The car buying process will take some time, weeks, at least. Time is on your side because car prices will continue to come down for months, even up to a year. Inflation is coming down, interest rates are not going much higher, and soon increasing supply will more than catch up with demand. Here are the “bases that you should touch” before you sign on the dotted line: 

  • Study Consumer Reports online or magazine. You don’t even have to join or subscribe. Your local library provides both hard copies and online Consumer Reports. Be sure you check the annual auto issue, and most issues carry reports on all cars, new and used. CR evaluates cars from every angle…safety, reliability, cost of maintenance and repairs, fuel economy, handling, comfort, and price. CR is the only totally trustworthy source of information on cars. Unlike every other car information source, like Edmunds, Kelly Blue Book, Cars.com, J.D. Power, CarFax, Motor Trend, car and Driver, etc., Consumer Reports has NO FINANCIAL AFFILIATION with car dealers or manufacturers. CR accepts no money from anyone except consumers’ donations. When they test a car, they pay full price from a car dealership. 
  • Shop online, not at dealerships, after you’ve made your choice. When you enter a dealership, the salesman and sales manager are in control. You’re playing on their home field. Salespeople and managers are trained on taking control of the negotiation. They attend classes on sales techniques that work best when they’re face to face with the customer. You can insulate yourself from car salespeople by using a different email address than you normal one. You can also not give them your real phone number. 
  • Select the dealership that gives you the best OUT-THE-DOOR price. The true definition of an out-the-door price is one with only the government fees of sales tax and tag added.
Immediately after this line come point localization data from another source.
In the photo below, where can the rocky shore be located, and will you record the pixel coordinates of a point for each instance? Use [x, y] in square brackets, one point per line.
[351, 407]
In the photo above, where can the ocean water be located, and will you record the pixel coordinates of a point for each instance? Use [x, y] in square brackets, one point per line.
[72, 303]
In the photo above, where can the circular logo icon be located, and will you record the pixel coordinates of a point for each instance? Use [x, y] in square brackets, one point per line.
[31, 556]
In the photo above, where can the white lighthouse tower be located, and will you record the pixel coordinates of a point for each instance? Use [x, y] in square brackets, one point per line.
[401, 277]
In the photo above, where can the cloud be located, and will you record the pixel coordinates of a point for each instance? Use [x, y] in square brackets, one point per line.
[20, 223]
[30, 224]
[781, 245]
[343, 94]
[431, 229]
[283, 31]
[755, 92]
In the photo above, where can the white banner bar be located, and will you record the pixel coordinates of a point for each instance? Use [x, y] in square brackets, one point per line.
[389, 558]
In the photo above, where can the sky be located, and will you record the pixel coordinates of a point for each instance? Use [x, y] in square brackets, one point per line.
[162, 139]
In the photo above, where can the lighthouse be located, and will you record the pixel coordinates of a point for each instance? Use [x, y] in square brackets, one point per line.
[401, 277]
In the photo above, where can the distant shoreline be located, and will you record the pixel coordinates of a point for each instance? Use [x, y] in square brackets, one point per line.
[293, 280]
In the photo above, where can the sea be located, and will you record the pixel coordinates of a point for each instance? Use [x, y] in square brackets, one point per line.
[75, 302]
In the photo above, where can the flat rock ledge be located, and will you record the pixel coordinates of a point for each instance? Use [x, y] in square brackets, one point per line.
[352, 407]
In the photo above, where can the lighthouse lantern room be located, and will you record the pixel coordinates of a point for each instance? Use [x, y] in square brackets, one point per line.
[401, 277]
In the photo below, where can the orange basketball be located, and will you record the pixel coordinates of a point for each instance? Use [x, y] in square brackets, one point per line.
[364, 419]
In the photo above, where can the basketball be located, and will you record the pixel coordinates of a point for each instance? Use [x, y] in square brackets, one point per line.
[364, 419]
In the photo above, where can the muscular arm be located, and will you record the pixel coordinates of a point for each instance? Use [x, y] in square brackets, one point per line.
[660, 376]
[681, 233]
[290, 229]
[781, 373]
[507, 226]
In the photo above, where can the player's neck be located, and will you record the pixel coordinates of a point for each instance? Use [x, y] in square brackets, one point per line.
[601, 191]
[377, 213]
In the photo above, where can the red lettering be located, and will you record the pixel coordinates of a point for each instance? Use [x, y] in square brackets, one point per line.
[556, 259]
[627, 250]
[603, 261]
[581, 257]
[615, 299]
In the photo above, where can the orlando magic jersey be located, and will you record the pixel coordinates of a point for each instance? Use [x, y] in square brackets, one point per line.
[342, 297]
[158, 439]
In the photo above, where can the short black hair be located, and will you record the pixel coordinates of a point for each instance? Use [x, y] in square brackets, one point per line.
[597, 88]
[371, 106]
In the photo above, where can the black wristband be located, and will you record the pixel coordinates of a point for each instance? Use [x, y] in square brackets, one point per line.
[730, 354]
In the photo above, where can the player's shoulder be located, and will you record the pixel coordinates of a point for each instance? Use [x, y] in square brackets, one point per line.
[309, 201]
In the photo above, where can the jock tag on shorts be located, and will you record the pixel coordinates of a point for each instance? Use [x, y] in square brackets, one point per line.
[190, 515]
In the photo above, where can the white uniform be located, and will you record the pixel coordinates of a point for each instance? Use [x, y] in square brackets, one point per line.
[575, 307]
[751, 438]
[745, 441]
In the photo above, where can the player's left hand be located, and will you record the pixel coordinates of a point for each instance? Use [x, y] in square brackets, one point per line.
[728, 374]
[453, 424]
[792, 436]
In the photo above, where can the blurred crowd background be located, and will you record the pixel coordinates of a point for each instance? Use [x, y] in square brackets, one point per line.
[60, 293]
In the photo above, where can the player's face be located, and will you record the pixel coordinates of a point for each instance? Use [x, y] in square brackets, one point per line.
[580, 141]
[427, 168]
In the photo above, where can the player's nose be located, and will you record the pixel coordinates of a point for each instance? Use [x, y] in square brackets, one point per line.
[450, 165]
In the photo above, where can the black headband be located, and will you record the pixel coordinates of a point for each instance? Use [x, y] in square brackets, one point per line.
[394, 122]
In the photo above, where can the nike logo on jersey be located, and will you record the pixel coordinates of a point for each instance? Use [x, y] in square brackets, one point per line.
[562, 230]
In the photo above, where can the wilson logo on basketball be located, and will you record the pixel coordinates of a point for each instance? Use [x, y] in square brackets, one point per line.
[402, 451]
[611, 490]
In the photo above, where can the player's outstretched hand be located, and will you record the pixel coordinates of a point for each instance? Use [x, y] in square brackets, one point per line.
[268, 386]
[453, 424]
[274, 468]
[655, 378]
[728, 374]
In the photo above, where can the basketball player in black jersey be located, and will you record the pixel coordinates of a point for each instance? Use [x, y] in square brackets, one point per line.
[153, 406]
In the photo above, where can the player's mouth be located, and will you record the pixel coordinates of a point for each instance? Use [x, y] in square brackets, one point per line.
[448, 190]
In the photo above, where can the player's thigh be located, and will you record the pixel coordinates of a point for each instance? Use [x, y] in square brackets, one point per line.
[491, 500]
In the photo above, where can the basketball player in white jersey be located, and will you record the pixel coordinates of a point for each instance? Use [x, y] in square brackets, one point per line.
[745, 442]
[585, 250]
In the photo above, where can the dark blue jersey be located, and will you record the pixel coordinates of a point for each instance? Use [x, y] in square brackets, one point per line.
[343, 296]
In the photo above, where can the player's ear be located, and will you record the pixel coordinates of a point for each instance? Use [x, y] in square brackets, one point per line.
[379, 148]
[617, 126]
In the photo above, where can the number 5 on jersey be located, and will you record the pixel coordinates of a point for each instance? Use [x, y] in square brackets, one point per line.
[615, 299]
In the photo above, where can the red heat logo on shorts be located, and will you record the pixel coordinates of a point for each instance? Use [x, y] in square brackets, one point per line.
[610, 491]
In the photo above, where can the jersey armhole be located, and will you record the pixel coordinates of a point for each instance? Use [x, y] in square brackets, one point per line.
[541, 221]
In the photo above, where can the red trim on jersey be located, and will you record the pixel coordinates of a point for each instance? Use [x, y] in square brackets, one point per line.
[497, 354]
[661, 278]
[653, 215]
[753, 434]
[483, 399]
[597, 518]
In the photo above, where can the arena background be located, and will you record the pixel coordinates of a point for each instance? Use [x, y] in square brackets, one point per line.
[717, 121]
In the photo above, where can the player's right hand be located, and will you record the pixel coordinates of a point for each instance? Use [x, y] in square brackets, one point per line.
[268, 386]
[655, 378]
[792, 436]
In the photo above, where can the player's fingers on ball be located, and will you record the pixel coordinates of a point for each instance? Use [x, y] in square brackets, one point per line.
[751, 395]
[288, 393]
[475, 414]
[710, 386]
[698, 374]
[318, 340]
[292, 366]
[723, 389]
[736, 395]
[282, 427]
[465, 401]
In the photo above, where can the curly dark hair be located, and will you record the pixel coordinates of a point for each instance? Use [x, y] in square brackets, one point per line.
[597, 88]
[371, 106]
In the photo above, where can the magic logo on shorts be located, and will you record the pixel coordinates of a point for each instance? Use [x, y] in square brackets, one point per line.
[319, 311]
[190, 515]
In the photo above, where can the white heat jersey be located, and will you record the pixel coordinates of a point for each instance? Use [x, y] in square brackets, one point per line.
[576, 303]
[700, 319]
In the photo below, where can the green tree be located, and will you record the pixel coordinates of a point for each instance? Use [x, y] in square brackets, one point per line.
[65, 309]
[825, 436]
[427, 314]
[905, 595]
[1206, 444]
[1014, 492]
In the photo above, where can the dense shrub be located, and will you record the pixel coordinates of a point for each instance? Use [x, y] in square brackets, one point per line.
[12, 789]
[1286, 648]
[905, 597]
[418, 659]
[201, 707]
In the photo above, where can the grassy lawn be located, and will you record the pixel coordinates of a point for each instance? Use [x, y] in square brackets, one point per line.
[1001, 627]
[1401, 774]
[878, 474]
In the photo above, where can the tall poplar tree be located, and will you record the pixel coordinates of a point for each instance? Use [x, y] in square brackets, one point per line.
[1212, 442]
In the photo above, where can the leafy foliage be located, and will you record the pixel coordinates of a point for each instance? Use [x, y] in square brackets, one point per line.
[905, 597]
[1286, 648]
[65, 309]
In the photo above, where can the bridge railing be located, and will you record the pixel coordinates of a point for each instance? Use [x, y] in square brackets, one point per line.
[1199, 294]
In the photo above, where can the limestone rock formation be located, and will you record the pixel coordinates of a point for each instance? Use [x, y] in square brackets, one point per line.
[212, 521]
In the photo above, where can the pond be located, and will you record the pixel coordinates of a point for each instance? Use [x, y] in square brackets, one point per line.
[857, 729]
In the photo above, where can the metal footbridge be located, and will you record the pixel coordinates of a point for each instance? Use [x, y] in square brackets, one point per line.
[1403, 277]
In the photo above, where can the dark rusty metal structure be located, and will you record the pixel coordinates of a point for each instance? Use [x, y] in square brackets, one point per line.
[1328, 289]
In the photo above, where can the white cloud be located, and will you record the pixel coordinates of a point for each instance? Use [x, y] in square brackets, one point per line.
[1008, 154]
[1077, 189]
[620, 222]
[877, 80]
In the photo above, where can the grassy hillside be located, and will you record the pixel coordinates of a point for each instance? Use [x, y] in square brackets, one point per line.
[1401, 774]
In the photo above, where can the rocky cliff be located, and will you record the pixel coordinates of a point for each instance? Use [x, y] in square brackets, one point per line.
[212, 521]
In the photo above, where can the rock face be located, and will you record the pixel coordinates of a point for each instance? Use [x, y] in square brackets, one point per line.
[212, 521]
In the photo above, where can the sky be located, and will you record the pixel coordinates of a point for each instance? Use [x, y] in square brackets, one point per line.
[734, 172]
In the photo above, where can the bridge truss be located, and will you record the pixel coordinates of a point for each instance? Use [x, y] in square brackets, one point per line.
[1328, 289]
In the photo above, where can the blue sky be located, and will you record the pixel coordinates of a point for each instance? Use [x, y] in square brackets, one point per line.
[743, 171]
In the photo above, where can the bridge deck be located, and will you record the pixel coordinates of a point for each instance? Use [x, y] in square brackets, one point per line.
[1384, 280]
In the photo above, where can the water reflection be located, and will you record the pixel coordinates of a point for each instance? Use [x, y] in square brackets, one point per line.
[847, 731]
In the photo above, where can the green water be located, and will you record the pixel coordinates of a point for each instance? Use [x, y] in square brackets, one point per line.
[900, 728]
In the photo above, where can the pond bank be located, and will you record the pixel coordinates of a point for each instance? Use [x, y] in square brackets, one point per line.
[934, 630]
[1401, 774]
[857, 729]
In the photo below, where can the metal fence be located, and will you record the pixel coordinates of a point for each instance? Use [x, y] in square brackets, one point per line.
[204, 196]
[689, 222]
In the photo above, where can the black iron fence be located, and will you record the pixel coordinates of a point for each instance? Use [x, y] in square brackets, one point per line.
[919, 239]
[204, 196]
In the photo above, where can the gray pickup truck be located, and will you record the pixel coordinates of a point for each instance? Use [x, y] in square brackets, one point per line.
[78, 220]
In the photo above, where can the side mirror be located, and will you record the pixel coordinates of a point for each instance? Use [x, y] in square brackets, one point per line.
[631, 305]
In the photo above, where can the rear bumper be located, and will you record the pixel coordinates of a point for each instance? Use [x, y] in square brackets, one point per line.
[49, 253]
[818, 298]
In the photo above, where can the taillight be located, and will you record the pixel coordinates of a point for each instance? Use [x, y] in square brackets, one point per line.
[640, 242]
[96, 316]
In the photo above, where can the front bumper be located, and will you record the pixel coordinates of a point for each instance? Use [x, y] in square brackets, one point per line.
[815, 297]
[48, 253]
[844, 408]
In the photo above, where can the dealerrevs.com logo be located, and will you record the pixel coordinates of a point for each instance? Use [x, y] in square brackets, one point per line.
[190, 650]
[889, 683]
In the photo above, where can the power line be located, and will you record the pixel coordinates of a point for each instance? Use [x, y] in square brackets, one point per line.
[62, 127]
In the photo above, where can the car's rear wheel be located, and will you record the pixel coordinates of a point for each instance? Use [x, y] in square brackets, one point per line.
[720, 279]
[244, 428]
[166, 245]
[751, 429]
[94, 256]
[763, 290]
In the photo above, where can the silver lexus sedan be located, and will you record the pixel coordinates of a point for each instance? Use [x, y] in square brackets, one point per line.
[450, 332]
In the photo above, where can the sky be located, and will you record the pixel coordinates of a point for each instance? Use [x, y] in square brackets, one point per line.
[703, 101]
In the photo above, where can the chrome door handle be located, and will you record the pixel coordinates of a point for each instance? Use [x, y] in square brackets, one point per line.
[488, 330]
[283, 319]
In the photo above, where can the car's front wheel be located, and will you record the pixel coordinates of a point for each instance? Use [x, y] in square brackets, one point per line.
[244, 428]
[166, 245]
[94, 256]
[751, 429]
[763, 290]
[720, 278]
  • Shop your trade in with, at least, three different sources such as CarMax, Carvanna, WeBuyAnyCar.com, Vroom, and dealers that sell the brand of your trade in. Don’t accept only the trade-in allowance offered by the dealer you buy from. 
  • Arrange your financing in advance with your bank or credit union. Credit Unions have much lower interest rates than banks. If you’re not a member of a credit union, it’s worth the small annual fee to join.

  • Ignore after sale products offered by the dealer. If you buy a good car, you don’t need an extended maintenance plan. Road Hazzard insurance, emergency brake down insurance, etc. are typically overpriced and can be purchased elsewhere, like AAA, for much less.